Des mots durs

Les paroles fortes de Jésus nous surprennent, dans la bouche de quelqu’un qui se dit lui-même doux et humble de cœur, et que les Ecritures annoncent comme le Prince de la paix. En filigrane de ces mots durs de souffrance et de division, se profilent sans doute la passion et la croix du Christ, mais également les conflits et les persécutions de ses premiers disciples. Déjà le prophète Jérémie avait été victime de cette pratique fort répandue chez les dictateurs et les tyrans, quand ils n’hésitent pas à se débarrasser de témoins gênants ou de résistants tenaces.
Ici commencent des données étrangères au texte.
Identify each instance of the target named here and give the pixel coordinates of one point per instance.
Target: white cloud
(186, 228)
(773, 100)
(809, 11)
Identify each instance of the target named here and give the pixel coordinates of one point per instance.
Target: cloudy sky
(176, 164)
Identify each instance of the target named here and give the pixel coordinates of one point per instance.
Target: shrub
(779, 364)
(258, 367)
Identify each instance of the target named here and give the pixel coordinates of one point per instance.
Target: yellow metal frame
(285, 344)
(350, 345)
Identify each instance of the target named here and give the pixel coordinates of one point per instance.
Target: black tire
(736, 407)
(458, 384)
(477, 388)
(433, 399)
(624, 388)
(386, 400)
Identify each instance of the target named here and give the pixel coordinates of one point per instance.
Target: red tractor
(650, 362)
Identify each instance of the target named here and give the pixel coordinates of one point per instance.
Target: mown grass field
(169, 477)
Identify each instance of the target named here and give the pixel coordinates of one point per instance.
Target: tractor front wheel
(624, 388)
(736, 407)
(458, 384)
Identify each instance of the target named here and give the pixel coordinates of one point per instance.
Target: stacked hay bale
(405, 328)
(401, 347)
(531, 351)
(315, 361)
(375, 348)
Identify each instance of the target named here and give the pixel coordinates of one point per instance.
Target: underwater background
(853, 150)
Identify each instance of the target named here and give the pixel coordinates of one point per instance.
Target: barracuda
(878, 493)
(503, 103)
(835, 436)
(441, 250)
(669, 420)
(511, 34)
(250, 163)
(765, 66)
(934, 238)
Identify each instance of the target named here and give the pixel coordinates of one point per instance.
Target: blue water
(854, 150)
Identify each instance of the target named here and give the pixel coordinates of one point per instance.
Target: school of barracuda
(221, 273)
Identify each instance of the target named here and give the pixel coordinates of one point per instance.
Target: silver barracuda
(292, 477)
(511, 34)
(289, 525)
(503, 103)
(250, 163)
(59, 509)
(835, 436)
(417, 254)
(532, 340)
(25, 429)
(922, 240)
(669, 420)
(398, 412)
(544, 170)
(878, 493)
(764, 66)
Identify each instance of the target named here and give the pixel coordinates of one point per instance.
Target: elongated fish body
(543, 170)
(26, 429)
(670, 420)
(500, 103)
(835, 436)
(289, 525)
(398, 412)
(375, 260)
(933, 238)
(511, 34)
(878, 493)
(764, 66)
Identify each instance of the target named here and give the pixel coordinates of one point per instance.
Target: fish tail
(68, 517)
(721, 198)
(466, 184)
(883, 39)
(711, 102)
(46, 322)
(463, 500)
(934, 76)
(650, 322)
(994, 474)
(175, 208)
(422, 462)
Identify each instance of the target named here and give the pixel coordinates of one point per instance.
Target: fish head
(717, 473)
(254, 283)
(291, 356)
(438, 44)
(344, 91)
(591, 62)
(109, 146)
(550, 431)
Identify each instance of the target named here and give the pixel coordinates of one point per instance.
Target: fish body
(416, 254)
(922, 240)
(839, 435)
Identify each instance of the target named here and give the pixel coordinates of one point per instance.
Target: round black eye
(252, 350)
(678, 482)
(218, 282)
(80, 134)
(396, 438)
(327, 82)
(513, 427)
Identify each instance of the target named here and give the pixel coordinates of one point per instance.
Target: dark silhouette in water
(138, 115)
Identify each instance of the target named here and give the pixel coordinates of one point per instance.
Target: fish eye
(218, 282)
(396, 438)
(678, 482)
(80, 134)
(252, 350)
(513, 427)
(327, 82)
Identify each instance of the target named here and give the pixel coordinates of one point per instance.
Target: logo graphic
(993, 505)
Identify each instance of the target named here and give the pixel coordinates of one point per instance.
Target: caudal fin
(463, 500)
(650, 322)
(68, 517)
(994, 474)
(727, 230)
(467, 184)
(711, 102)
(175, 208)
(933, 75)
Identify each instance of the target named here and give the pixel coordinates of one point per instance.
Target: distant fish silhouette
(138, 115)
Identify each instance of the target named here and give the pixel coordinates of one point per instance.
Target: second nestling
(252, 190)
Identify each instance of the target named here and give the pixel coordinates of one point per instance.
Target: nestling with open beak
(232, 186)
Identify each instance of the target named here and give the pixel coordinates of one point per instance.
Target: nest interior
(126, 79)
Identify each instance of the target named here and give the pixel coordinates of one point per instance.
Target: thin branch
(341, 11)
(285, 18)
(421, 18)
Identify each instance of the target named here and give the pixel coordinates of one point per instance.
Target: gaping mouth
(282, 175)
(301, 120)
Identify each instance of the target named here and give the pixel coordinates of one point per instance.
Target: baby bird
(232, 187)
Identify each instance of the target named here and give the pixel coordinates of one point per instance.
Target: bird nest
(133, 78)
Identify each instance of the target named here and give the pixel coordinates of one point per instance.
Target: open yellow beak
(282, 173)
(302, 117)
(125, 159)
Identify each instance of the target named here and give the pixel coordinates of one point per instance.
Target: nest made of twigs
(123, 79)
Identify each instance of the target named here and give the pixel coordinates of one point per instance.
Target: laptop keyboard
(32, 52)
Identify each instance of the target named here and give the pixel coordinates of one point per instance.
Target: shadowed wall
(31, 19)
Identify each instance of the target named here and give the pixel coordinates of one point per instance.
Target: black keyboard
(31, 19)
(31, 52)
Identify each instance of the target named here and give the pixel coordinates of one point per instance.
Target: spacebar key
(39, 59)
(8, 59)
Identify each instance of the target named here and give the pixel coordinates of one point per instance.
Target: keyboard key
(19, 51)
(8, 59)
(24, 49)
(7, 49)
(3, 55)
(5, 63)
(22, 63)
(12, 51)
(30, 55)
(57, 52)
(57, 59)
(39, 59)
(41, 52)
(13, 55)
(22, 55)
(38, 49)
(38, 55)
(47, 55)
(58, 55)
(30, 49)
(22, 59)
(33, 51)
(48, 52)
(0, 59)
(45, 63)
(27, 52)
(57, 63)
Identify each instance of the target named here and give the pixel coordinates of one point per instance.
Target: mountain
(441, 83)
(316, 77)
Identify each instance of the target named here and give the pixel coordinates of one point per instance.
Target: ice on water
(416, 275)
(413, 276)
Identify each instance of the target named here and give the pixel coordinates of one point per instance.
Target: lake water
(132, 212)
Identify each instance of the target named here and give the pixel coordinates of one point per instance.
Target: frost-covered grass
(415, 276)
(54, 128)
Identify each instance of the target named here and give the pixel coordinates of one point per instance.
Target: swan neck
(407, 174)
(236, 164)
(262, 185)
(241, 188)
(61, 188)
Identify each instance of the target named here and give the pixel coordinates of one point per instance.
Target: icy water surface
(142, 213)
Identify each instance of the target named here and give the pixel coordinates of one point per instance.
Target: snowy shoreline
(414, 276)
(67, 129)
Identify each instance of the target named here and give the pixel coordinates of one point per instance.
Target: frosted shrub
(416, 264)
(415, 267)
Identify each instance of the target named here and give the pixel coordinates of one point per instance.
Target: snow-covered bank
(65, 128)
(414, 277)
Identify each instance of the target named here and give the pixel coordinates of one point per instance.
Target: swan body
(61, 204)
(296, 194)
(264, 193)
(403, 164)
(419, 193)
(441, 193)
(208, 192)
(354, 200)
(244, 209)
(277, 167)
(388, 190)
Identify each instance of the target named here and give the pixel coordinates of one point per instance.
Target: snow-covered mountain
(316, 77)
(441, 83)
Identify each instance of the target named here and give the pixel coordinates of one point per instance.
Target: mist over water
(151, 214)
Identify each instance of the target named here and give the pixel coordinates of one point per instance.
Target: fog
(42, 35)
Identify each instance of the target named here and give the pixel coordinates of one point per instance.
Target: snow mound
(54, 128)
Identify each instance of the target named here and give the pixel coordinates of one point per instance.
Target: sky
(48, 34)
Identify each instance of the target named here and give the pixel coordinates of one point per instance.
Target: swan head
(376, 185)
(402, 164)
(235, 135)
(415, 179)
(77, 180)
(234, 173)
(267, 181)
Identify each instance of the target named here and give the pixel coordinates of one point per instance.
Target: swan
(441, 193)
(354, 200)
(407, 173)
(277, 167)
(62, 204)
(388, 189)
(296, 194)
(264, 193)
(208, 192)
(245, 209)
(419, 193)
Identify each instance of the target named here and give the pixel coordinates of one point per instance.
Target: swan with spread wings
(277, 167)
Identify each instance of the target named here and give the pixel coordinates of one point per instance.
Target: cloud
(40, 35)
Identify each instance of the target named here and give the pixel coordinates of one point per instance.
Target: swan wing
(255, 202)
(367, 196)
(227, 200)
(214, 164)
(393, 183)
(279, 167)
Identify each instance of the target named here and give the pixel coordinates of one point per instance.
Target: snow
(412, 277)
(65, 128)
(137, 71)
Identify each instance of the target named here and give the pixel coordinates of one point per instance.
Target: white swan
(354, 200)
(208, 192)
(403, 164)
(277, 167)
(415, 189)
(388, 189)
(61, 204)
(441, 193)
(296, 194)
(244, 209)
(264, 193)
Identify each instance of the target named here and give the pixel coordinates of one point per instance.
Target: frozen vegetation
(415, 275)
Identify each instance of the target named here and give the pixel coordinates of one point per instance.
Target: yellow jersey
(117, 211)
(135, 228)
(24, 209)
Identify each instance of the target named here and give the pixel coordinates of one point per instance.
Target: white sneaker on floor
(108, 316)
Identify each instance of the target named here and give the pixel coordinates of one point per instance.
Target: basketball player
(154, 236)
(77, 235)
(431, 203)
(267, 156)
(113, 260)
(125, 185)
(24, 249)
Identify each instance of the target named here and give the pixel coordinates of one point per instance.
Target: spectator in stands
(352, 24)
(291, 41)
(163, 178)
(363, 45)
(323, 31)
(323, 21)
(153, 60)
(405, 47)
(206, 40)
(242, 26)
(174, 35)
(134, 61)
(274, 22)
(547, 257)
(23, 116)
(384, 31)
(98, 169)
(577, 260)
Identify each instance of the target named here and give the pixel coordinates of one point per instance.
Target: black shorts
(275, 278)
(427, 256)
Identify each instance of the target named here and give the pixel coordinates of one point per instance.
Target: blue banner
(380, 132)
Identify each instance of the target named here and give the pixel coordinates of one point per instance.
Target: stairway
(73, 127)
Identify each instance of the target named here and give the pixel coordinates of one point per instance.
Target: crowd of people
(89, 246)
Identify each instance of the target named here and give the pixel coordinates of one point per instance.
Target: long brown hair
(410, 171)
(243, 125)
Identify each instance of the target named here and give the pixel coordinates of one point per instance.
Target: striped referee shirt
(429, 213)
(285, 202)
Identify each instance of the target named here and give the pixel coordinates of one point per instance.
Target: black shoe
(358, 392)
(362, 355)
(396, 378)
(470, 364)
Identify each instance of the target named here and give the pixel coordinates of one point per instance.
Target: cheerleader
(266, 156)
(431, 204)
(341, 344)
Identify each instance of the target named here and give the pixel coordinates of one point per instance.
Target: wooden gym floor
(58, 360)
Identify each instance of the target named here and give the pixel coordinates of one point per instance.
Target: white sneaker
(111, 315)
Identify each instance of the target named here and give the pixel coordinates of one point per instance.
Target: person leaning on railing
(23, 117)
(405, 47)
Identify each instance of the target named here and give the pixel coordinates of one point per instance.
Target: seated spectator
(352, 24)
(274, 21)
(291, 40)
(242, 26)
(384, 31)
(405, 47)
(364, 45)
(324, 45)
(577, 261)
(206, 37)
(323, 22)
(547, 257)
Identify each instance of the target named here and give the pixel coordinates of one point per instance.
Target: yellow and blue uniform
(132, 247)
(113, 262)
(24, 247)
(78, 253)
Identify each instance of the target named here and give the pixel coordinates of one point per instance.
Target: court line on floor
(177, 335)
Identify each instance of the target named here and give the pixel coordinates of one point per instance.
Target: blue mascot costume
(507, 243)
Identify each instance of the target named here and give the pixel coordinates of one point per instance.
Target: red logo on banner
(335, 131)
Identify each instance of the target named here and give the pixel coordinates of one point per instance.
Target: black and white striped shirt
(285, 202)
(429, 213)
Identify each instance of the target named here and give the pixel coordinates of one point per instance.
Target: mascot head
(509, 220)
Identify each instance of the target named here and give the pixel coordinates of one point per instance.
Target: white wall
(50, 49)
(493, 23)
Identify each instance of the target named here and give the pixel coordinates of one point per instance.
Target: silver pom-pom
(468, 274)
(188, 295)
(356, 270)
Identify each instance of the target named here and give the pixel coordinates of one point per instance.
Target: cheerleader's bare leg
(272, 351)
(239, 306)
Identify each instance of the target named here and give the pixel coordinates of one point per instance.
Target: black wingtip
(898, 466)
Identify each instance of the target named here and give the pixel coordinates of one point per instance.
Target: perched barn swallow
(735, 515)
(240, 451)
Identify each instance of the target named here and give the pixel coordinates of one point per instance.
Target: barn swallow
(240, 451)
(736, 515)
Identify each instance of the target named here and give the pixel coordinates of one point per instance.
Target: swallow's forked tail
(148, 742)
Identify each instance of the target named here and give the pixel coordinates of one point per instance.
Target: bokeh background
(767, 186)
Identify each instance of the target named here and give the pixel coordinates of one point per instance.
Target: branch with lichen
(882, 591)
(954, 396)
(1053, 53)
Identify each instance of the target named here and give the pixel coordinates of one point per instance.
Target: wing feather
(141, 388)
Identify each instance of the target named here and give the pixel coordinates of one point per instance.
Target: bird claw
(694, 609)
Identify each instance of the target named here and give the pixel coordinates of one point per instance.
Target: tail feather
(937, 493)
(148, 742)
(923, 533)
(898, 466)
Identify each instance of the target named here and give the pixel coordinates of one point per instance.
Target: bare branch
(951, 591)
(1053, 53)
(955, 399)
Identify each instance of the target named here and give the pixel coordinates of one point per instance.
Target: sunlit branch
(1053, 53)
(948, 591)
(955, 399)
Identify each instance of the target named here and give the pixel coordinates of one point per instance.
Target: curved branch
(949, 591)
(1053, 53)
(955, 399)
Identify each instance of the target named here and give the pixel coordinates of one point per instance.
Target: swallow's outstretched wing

En ce qui concerne Jésus, le rejet ou l’opposition vient du fait que son message et sa personne ne peuvent laisser indifférent :  il faut se situer, pour ou contre, et cela peut entrainer des conflits parfois violents. Ce fut le cas lors des persécutions des premiers siècles, dans le témoignage suprême de tant de martyrs jusqu’à nos jours – le vingtième siècle a été celui qui comptait le plus grand nombre de martyrs chrétiens, et c’est déjà bien parti pour le vingt-et-unième… En plusieurs pays, et pas loin de chez nous, des hommes et des femmes sont menacés, relégués, exclus et parfois mis à mort parce qu’ils portent le nom de chrétiens.

Baptisés dans le feu

Suivre le Christ et lui être fidèle ne va pas sans risque. « Je suis venu apporter un feu sur la terre et comme je voudrais qu’il soit déjà allumé ! Je dois recevoir un baptême  et quelle angoisse est la mienne jusqu’à ce qu’il soit accompli ! » Jean-Baptiste avait annoncé un plus grand que lui, qui baptiserait dans l’Esprit Saint et dans le feu. L’image biblique du feu est liée à la manifestation de Dieu et à son emprise sur l’homme. Un buisson de feu révèle l’Eternel à Moïse, une colonne de feu guide le peuple de Dieu à travers le désert, Elie est emporté aux cieux sur un char de feu. Dans le langage courant, nous appliquons volontiers l’image du feu à des personnes ou des situations qui bouleversent : un homme de feu, une équipe qui a le feu sacré, une vedette qui met le feu à la foule… Jésus de Nazareth était certainement un homme de feu, tout comme Jérémie avant lui et Paul après lui. La lettre aux Hébreux caractérise bien la suite du Christ, qui est la marque du disciple : « courons avec endurance l’épreuve qui nous est proposée, les yeux fixés sur Jésus qui est à l’origine et au terme de notre foi ».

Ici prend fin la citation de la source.